My Lords, I join the Minister in thanking all those involved in the vaccination programme. I was surprised that the Secretary of State in another place did not mention in his Statement the important topic of Covid passports. It is reported that Michael Gove, who is in charge of the Whitehall study into their use, is visiting Israel and is a big fan of its use of the “green pass” scheme for entry to venues including gyms, swimming pools, restaurants, theatres, cinemas and the like. Putting to one side whether such a system would be discriminatory, can the Minister explain whether it would include, as well as evidence of vaccination, recent proof of a test or of having had Covid recently?
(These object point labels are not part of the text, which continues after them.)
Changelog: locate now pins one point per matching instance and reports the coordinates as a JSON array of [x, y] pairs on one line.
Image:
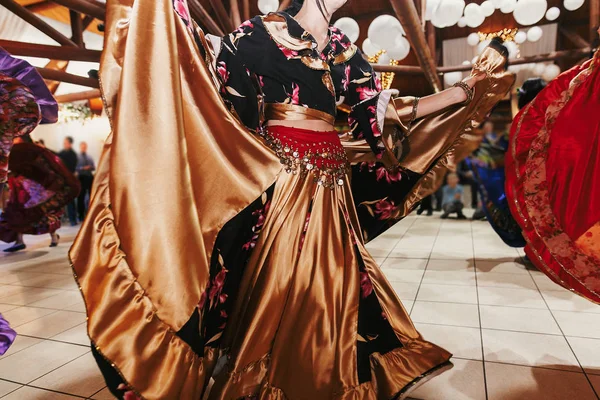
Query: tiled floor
[[515, 335]]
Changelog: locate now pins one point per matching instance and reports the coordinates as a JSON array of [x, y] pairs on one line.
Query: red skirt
[[553, 179]]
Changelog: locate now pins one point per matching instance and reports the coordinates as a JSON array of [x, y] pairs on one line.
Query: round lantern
[[349, 26]]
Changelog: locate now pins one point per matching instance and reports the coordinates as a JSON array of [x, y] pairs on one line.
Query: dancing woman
[[552, 184], [250, 267]]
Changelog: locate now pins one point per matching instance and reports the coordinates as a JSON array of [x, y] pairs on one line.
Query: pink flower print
[[346, 79], [129, 394], [384, 209], [289, 54], [294, 98], [182, 10], [383, 173], [366, 93], [222, 70], [244, 24], [366, 287]]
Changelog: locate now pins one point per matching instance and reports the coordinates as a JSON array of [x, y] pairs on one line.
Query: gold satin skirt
[[297, 330]]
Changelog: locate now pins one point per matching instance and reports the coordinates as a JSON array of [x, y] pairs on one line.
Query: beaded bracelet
[[469, 91]]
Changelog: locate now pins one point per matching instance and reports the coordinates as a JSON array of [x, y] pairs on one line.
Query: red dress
[[553, 185]]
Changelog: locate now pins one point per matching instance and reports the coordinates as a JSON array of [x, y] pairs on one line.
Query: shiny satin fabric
[[294, 334], [292, 112], [153, 220], [551, 170]]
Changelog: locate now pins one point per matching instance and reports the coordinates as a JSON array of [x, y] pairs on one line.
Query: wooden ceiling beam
[[222, 16], [68, 53], [200, 14], [87, 7], [78, 96], [36, 22], [407, 13], [76, 27], [54, 75]]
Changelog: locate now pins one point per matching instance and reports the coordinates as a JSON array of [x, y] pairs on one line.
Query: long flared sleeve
[[412, 156]]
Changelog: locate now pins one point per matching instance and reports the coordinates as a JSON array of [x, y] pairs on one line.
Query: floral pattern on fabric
[[19, 115]]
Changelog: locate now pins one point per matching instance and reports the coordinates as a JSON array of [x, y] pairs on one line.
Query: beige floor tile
[[451, 265], [446, 314], [462, 342], [463, 278], [21, 343], [29, 393], [7, 387], [564, 300], [588, 353], [104, 394], [512, 382], [447, 293], [60, 301], [404, 275], [579, 324], [518, 319], [51, 325], [404, 290], [79, 377], [28, 295], [463, 382], [509, 297], [75, 335], [37, 360], [508, 266], [513, 281], [531, 349], [404, 263], [22, 315]]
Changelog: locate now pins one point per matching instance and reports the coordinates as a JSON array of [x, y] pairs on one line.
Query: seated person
[[452, 201]]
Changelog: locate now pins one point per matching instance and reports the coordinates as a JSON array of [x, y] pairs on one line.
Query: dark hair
[[297, 5], [531, 87]]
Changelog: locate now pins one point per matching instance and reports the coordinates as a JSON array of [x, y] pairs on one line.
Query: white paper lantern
[[573, 5], [529, 12], [450, 78], [474, 15], [447, 13], [369, 48], [430, 5], [552, 13], [508, 6], [538, 69], [384, 30], [520, 37], [267, 6], [349, 26], [473, 39], [513, 49], [551, 71], [384, 59], [534, 34], [481, 46], [400, 50], [488, 8]]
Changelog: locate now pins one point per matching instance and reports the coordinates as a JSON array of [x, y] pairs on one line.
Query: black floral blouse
[[282, 59]]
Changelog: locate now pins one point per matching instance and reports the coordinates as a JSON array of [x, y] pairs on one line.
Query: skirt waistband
[[303, 151], [293, 112]]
Also, does the vaccination, or recovery from Covid, nullify the chance of reinfection and therefore of becoming a vector?

My Lords, the Cabinet Office is reviewing whether Covid status certification could play a role in reopening our economy, reducing restrictions on social contact and improving safety. That work is under way. The noble Lord refers to the importance of social justice and civic rights, and he is entirely right to do so; those are exactly the kinds of issues that the Cabinet Office is weighing up. We need to look at everything that the technical toolkit can provide us with to fight this virus and any others that may emerge from the back of the bat cave. We are trying to avoid the kind of social, health and economic impacts that these 21st-century pandemics have on our country. Technology such as Covid certificates can provide an important defence mechanism.